Adjudicatory Bodies Set Up under CPA
In order to provide speedy and simple redressal of consumer grievances, Chapter III of the Consumer Protection Act makes provision for the establishment of Remedial Agencies for settlement of consumers' disputes and for matters connected therewith. There is a three-tier system in the Act, which has been set up at district, state and national levels. They are (a) A Consumer Disputes Redressal Forum also known as the "District Forum", (b) a Consumer Disputes Redressal Commission also known as the "State Commission" and (c) a National Consumer Disputes Redressal Commission also known as the "National Commission"While the National Commission is set up by the Central Government, the State Commissions and District Forums are set up, in each, State and District, respectively by the State Government concerned. At present there are 35 State Commissions, one in each State/UT and 629 districtforums besides the National Commission at the apex. The government is monitoring the disposal of cases by the consumer courts through National Commission.
The pecuniary jurisdiction of the District Forum is upto Rs. 20 lakhs, and that of the State Commissions is above Rs. 20 lakhs and below Rs. 1 Crore and claims involving more than Rs. 1 crore are to be filled directly before the National Commission.

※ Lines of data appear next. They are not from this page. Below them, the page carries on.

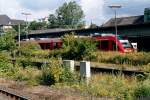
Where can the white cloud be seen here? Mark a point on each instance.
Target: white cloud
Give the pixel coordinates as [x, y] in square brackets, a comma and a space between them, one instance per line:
[13, 9]
[93, 10]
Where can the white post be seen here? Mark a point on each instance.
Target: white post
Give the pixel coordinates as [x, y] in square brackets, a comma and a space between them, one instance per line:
[69, 64]
[85, 70]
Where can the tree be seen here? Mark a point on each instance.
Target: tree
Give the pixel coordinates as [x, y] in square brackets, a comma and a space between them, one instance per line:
[69, 15]
[37, 25]
[53, 22]
[7, 41]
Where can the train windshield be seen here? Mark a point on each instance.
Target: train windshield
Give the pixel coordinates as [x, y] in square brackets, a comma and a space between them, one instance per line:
[126, 44]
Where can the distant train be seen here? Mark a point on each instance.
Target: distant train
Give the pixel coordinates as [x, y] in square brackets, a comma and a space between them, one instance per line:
[109, 42]
[106, 42]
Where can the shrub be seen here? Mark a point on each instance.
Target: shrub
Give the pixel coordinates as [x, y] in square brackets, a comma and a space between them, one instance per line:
[27, 48]
[77, 48]
[68, 76]
[51, 72]
[142, 89]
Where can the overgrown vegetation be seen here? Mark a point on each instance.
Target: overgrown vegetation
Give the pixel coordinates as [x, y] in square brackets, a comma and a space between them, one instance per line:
[58, 76]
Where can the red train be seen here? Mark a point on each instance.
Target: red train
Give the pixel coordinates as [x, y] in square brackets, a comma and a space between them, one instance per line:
[106, 42]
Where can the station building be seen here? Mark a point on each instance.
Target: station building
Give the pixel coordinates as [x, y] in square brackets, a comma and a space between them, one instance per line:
[135, 28]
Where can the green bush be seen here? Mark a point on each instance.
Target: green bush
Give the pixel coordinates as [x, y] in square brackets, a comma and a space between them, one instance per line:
[51, 73]
[77, 48]
[142, 89]
[27, 48]
[68, 76]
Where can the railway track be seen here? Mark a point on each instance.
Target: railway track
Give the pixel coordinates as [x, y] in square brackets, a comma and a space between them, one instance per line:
[10, 94]
[101, 69]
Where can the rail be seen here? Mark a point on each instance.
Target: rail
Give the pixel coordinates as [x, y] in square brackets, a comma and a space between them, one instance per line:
[9, 93]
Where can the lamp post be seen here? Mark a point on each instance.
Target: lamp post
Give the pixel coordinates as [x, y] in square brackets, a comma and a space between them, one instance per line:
[115, 7]
[26, 15]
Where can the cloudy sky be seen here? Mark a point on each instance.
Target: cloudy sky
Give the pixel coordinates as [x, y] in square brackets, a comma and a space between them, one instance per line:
[96, 11]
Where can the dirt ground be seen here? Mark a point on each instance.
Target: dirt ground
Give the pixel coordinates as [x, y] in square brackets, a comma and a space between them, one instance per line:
[44, 92]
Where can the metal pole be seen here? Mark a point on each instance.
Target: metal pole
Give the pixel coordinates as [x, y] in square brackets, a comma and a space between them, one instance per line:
[26, 28]
[19, 34]
[26, 15]
[116, 29]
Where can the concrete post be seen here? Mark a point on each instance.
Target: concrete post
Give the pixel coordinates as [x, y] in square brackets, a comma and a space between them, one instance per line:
[85, 70]
[69, 64]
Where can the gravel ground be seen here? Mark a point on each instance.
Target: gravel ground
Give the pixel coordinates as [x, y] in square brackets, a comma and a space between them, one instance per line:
[44, 92]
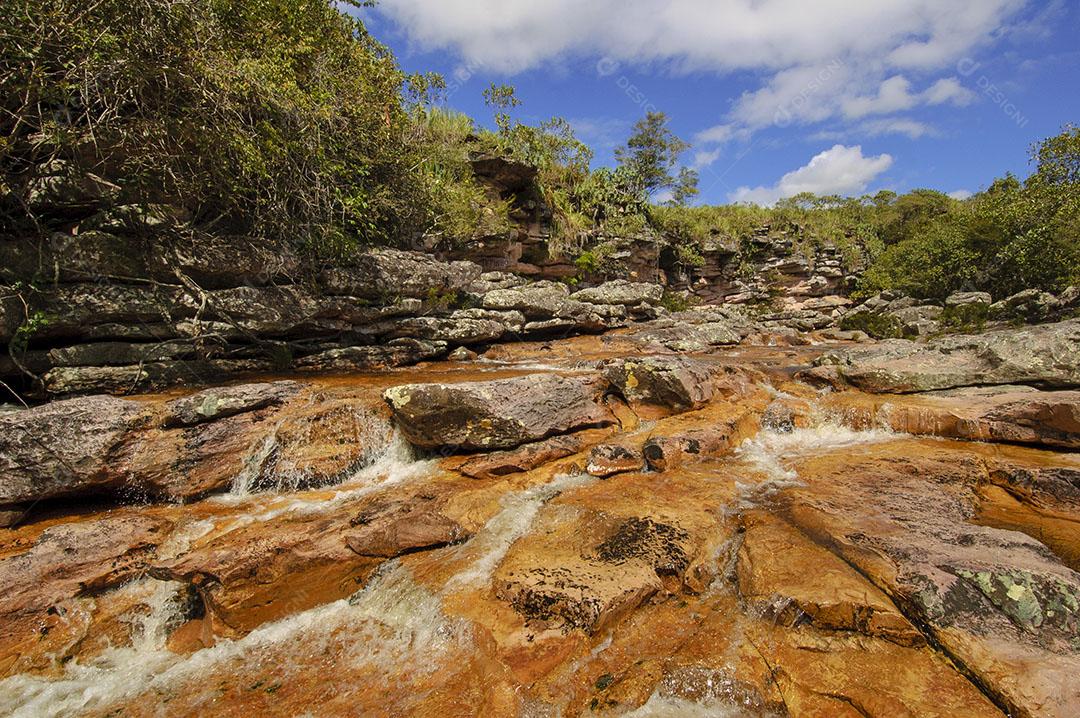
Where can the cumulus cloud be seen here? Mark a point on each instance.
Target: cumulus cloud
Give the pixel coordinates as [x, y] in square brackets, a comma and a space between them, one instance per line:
[838, 171]
[846, 62]
[717, 35]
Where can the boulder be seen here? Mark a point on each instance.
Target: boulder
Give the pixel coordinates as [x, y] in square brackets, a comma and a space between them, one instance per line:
[610, 459]
[1044, 355]
[218, 261]
[998, 603]
[674, 383]
[538, 300]
[64, 448]
[397, 352]
[621, 292]
[508, 176]
[61, 190]
[495, 415]
[79, 558]
[387, 273]
[969, 298]
[1015, 415]
[84, 257]
[212, 404]
[524, 458]
[67, 381]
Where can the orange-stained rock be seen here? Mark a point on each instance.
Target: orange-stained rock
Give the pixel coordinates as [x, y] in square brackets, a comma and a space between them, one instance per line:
[1016, 415]
[774, 580]
[1000, 603]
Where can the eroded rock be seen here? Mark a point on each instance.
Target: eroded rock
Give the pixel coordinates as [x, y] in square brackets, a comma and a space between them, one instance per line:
[495, 415]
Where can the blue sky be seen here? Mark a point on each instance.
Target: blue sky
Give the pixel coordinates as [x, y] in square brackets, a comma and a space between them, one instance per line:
[777, 96]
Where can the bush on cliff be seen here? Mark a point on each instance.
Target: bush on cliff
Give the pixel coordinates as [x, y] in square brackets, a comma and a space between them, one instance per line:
[278, 118]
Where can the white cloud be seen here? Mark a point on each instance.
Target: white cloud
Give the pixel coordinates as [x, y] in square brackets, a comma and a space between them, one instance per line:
[716, 35]
[948, 90]
[705, 158]
[838, 171]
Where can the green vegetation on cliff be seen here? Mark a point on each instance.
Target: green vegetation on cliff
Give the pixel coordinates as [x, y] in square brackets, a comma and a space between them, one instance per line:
[286, 120]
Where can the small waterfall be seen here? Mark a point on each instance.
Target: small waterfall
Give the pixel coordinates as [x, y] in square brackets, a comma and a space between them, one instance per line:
[275, 462]
[115, 674]
[513, 520]
[770, 452]
[392, 625]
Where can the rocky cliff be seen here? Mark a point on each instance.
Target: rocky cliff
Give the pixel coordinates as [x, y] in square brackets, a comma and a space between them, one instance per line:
[126, 299]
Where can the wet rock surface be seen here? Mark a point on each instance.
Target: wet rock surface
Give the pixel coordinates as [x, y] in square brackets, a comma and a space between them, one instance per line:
[495, 415]
[577, 526]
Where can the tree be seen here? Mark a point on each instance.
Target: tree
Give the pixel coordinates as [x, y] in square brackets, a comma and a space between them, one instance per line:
[650, 158]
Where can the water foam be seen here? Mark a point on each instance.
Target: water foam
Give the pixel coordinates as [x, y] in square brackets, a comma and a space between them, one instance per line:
[392, 624]
[517, 512]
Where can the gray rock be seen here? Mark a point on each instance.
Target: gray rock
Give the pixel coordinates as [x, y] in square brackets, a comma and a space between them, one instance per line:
[65, 447]
[969, 298]
[397, 352]
[221, 402]
[490, 281]
[495, 415]
[68, 380]
[671, 382]
[117, 353]
[61, 190]
[1047, 355]
[610, 459]
[621, 292]
[387, 273]
[539, 300]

The law provides for the complaint to be decided within a period of 3 months from the date of receipt of notice by the opposite  party where no analysis or testing of commodities is required to be done by the laboratory. If it requires analysis or testing of commodities the period for giving final order is five months.Till June 1, 2015, the Consumer Courts at National, State and District level have together registered 43,11,892 cases and 3939514 cases have been disposed. Thus, there are still 3.7 lakh cases which are pending with various consumer for as and the disposal rate is 91.36%.
Recent Schemes started by the Government
The Ministry of Consumer Affairs promotes and protects the welfare of consumers. To meet  the objective, the Department is undertaking various measures involving all concerned, particularly the students and young men and women, to strengthen the consumer movement in the country. Some of the steps recently taken by the Ministry of Consumer Affairs, Food and Public Distribution, are:
 a) Consumer Clubs, a scheme started by the Ministry of Consumer Affairs mobilises youngsters to strengthen the consumer movement in the country. Consumer Clubs are forums where students are be apprised about their consumer rights. Youth can also explain about consumer rights to the people and encourage them to boycott defective and bad quality goods. They can spread the market and the product knowledge to the consumers.

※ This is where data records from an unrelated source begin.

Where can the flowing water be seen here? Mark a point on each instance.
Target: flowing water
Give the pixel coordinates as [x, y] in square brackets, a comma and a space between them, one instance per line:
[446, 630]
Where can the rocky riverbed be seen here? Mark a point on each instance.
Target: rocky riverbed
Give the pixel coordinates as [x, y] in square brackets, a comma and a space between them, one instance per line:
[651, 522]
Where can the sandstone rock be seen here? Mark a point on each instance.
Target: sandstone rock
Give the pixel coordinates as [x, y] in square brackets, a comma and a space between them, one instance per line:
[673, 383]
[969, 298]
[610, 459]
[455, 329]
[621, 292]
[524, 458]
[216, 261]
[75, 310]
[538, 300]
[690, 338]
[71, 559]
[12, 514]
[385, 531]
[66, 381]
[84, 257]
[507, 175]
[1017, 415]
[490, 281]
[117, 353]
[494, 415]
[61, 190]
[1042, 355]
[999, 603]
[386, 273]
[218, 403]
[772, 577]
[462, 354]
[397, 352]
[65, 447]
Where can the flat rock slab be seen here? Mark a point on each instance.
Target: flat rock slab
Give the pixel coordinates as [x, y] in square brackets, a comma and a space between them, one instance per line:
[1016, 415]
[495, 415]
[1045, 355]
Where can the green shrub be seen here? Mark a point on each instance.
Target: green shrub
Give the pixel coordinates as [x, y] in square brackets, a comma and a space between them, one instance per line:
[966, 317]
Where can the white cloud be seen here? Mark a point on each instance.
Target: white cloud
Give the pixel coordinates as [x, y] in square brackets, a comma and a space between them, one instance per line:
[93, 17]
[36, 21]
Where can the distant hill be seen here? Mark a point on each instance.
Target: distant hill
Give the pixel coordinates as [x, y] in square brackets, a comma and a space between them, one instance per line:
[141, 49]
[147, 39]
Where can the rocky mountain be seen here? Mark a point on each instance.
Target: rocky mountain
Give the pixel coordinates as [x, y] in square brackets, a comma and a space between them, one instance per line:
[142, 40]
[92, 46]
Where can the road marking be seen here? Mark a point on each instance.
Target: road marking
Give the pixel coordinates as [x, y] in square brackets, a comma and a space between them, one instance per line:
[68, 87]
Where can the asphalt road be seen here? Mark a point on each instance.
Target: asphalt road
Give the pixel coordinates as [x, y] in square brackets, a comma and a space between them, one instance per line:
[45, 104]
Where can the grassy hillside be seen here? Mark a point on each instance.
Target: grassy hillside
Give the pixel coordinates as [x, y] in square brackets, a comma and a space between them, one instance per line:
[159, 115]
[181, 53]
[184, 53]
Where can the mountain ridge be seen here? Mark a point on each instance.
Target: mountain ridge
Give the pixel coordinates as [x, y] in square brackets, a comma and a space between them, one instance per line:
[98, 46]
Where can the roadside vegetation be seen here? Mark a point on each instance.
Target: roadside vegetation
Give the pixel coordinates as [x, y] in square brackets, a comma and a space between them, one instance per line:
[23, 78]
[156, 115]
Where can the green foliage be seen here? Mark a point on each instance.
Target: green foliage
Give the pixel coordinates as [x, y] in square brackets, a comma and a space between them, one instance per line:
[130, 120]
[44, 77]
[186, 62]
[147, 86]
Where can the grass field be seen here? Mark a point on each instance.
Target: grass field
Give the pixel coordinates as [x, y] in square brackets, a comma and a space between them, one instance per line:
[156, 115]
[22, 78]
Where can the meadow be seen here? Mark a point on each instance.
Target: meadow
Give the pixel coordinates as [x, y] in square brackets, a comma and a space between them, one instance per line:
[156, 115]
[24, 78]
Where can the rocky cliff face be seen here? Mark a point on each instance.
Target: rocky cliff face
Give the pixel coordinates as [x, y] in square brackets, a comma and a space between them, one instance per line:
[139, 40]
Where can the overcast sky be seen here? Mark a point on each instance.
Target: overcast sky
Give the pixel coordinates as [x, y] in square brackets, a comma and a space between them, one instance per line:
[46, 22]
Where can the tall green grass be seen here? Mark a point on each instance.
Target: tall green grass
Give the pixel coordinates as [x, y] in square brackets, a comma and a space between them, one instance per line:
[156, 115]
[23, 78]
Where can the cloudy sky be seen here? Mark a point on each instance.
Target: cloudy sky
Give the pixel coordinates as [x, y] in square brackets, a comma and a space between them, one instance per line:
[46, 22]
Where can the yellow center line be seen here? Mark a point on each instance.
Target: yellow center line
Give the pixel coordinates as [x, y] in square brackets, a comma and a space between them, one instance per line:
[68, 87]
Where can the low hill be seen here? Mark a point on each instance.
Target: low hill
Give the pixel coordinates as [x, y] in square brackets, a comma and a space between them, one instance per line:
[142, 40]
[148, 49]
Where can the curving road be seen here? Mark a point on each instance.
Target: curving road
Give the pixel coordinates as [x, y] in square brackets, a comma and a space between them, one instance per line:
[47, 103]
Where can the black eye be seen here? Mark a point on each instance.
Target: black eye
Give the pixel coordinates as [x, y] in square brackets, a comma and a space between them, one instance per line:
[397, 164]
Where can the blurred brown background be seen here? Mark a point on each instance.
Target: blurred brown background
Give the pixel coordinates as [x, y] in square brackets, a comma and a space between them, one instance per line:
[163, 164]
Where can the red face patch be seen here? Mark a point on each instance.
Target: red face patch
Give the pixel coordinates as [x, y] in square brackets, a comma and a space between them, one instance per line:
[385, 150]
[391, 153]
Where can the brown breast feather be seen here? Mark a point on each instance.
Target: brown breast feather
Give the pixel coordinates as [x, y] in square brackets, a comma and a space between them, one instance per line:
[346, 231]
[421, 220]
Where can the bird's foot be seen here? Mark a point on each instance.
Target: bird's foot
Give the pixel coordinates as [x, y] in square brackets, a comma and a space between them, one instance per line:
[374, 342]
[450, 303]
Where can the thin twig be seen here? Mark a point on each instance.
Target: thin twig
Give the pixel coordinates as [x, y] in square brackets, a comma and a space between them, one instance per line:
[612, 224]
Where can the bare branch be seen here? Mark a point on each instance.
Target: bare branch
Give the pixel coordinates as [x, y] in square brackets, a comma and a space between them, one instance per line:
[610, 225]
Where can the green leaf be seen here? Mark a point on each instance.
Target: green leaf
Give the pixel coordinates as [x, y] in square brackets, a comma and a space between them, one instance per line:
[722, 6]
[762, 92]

 b) GAMA portal has been launched in 2015 to curb the menace of misleading advertisements. Consumers can lodge their complaint regarding misleading advertisements on www.gama.gov.in
 c) Grahak Suvidha Kendras have also been started in 2015 in six states to help the rural consumers regarding filing of complaints in local language.
 d) Under CONFONET scheme the consumers who have filed complaints in District Fora/State Commission/National Commission can see the cause list, case status and judgment through online sitting at their home or elsewhere.

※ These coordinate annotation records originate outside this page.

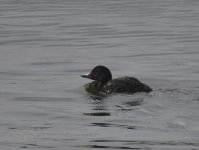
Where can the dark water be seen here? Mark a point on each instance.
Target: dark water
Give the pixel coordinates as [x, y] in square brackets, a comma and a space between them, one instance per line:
[44, 47]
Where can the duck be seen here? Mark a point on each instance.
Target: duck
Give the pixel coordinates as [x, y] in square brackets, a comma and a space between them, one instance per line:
[104, 84]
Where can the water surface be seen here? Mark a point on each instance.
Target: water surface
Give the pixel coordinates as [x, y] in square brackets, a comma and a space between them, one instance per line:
[44, 47]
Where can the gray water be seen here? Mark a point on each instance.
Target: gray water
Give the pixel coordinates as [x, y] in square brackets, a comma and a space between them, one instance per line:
[46, 44]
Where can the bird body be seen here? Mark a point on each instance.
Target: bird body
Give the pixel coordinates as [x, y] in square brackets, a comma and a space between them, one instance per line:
[104, 83]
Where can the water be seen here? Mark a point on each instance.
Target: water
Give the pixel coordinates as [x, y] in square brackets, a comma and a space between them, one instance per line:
[44, 47]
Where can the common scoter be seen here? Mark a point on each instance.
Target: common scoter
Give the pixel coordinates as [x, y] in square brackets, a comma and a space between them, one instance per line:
[104, 84]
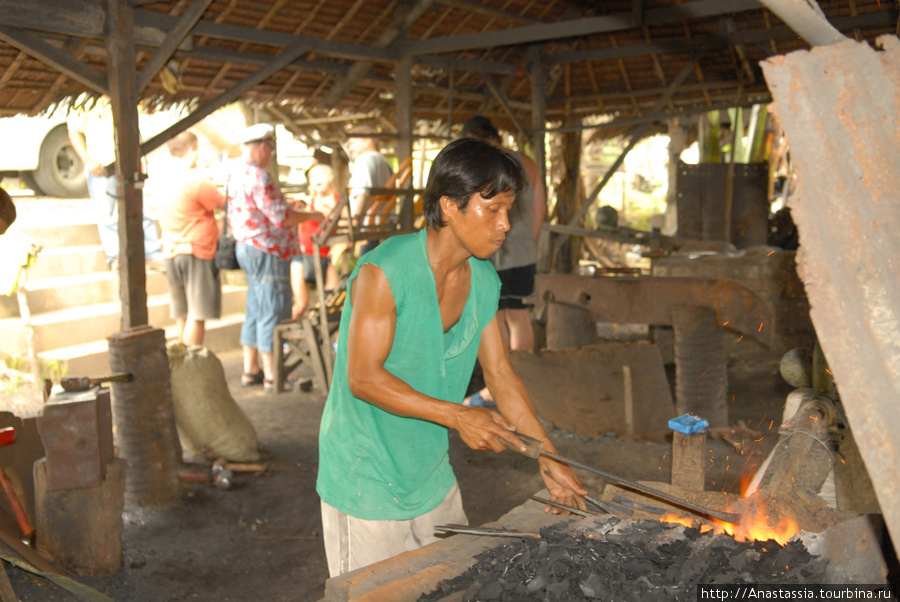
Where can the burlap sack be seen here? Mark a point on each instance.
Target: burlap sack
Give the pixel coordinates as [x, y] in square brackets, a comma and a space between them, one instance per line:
[206, 415]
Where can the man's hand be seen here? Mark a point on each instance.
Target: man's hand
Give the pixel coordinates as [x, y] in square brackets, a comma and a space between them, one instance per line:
[482, 429]
[563, 484]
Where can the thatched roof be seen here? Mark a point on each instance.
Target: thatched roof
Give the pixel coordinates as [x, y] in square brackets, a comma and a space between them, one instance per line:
[338, 59]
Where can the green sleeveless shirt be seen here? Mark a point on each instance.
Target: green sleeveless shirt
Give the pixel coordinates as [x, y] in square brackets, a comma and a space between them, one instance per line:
[375, 465]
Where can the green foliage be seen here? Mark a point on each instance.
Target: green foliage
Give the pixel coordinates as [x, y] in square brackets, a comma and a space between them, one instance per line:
[55, 370]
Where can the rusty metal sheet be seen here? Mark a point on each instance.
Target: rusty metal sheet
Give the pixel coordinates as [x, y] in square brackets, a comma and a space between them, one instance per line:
[76, 429]
[839, 108]
[649, 300]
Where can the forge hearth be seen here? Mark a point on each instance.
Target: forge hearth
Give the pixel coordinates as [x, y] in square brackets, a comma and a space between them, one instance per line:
[614, 559]
[656, 560]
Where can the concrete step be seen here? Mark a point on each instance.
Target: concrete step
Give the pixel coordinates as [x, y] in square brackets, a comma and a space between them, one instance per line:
[66, 261]
[77, 325]
[92, 359]
[54, 294]
[54, 237]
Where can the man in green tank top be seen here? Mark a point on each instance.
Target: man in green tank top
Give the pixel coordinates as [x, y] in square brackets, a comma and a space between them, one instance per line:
[421, 308]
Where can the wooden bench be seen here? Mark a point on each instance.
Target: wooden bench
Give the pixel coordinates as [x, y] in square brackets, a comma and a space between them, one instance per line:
[304, 342]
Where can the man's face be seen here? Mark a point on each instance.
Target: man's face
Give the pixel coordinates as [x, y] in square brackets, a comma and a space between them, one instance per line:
[358, 146]
[262, 152]
[482, 227]
[320, 185]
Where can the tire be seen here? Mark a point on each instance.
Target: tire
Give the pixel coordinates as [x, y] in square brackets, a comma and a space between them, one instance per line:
[28, 178]
[60, 171]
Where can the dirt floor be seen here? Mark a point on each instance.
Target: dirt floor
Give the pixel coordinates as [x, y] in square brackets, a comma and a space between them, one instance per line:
[260, 539]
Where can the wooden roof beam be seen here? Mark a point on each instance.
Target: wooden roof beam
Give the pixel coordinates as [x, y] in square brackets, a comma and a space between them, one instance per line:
[230, 95]
[403, 21]
[807, 19]
[75, 47]
[577, 27]
[171, 43]
[56, 58]
[478, 8]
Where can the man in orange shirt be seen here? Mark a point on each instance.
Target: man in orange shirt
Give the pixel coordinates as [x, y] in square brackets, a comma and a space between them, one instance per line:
[190, 236]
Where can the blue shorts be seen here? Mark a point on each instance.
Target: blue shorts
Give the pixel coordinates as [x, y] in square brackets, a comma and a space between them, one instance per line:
[268, 296]
[309, 266]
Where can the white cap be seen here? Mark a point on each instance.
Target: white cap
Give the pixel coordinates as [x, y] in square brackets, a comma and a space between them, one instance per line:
[255, 133]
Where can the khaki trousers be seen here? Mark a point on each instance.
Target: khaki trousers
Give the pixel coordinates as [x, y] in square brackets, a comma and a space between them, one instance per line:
[352, 543]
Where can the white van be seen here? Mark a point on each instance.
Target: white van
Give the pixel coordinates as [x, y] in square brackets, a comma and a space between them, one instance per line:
[42, 155]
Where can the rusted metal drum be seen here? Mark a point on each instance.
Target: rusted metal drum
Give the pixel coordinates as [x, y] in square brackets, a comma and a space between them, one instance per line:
[143, 417]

e) Under the multi media  campaign 'Jago GrahakJago' a radio serial has been started by the Ministry in which advice is given to consumers in local and regional language on consumer related problems.
 Conclusion:
The welfare of consumers remains in their own hands. If the consumers, particularly the young consumers whose number has been going up, are responsible, vigilant and are able to assert their rights and responsibilities, resist/reject substandard goods/ services wherever required and do not hesitate to seek justice through consumer courts if needed, the manufacturers, traders and service providers cannot afford to take them for granted while selling a product or rendering service on payment or to adopt any unfair trade practice. An alert consumer aware of his rights and responsibilities not only can protect himself but can also make consumer sovereignty a reality.